Sans tarder, Spendiar servit du thé dans l'une des tasses et me la tendit. « – Pendant votre absence, une vague de mysticisme a envahi la vallée, » me confia Spendiar, tout en entourant délicatement sa tasse de ses mains et inspirant les effluves qui s'en dégageaient, puis il continua son récit : « – Namgar une fois revenu de sa retraite dans les grottes s’était mis en tête de diffuser son message au plus grand nombre. »

Au début, seuls quelques curieux venaient écouter ses paroles, mais l'éloquence et la ferveur de Namgar commencèrent bientôt à rassembler un public de plus en plus nombreux.

Je scrutais Spendiar qui, visiblement mal à l'aise à l'idée de me relater les faits, cherchait à éviter de d’apparaître comme un délateur. Néanmoins, il continua : « – Tous les lundis, Namgar prenait position sur le promontoire du quartier des généraux, prêt à s'adresser à la foule. Au début, seuls quelques curieux venaient écouter ses paroles, mais l'éloquence et la ferveur de Namgar commencèrent bientôt à rassembler un public de plus en plus nombreux. »

« – Qu'entends-tu exactement par nombreux ? » demandai-je à Spendiar. « – Lundi dernier, ils étaient presque un millier, je dois avouer que c'était assez spectaculaire. Namgar, du haut du promontoire, récitait des mantras qui se propageaient dans toute la vallée, amplifiés par l'écho. Chacun était invité à les répéter après lui, transformant la cérémonie en une immense prière collective. »

Les mots de Namgar semblaient flotter au-dessus de l'assemblée, qui, comme sous un sortilège, les reprenait à l'unisson. À la fin de la cérémonie, nombreux étaient ceux désireux d'embrasser la voie du bouddhisme. Faute de temple à Bamiyan, un groupe de fidèles prit l'initiative de construire une grande pagode au sud de la ville. « – Une pagode ? Et Sharam, le gouverneur, qu'en pensait-il ? » interrogeais-je. À cela, Spendiar laissa échapper un sourire amusé.

« – Personne ne lui a demandé son avis. » En vérité même Namgar fut surpris de l’expression d’une telle ferveur, il décida toutefois de s’impliquer dans la réalisation du chantier et commença à en superviser les moindres détails.

La pagode fut rapidement baptisée Pagode Sakyamuni. À son achèvement, elle était destinée à devenir la plus haute et la plus majestueuse pagode bouddhiste de toute l'Asie centrale.
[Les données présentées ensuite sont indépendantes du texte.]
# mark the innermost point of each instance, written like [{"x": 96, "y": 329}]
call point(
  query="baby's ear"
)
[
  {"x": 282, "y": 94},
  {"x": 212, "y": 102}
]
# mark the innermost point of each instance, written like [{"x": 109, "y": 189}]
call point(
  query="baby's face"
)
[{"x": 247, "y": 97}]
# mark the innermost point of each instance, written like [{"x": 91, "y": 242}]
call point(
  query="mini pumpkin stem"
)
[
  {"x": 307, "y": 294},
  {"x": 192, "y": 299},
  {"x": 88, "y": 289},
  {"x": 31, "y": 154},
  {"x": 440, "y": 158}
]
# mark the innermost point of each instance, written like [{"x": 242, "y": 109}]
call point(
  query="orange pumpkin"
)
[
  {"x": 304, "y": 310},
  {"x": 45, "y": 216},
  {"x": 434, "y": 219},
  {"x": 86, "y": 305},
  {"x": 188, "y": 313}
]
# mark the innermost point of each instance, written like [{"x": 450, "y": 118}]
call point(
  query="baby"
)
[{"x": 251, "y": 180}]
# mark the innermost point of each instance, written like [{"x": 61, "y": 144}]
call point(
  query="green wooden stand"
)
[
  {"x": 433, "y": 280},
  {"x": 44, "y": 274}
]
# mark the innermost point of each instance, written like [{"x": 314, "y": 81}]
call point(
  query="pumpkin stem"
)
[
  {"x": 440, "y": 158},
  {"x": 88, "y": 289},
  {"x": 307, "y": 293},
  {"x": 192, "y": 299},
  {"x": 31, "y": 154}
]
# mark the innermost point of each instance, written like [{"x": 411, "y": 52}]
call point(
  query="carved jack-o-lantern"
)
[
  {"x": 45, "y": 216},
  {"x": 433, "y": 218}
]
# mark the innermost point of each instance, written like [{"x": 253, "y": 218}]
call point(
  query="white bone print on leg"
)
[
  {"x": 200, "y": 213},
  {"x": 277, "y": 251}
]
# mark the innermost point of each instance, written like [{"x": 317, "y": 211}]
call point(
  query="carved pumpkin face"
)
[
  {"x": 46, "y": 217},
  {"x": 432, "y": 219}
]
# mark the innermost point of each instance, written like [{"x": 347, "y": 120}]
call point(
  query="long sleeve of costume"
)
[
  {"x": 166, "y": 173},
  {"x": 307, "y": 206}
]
Spendiar reposa sa tasse et se racla la gorge, puis proposa : « – Si cela vous tente, nous pourrions aller y jeter un œil. Il ne devrait pas y avoir foule sur le chantier à cette heure. »

Je déclinais l'offre pour aujourd'hui, promettant toutefois d'y faire un tour dès que possible. Spendiar ajouta : « – C'est vraiment impressionnant, les ouvriers ont accroché au sommet du mât de la pagode une multitude de guirlandes qui descendent jusqu'à la base du bâtiment. Ils y ont suspendu des fanions de prières sur lesquelles sont inscrits des mantras, flottant au gré du vent. »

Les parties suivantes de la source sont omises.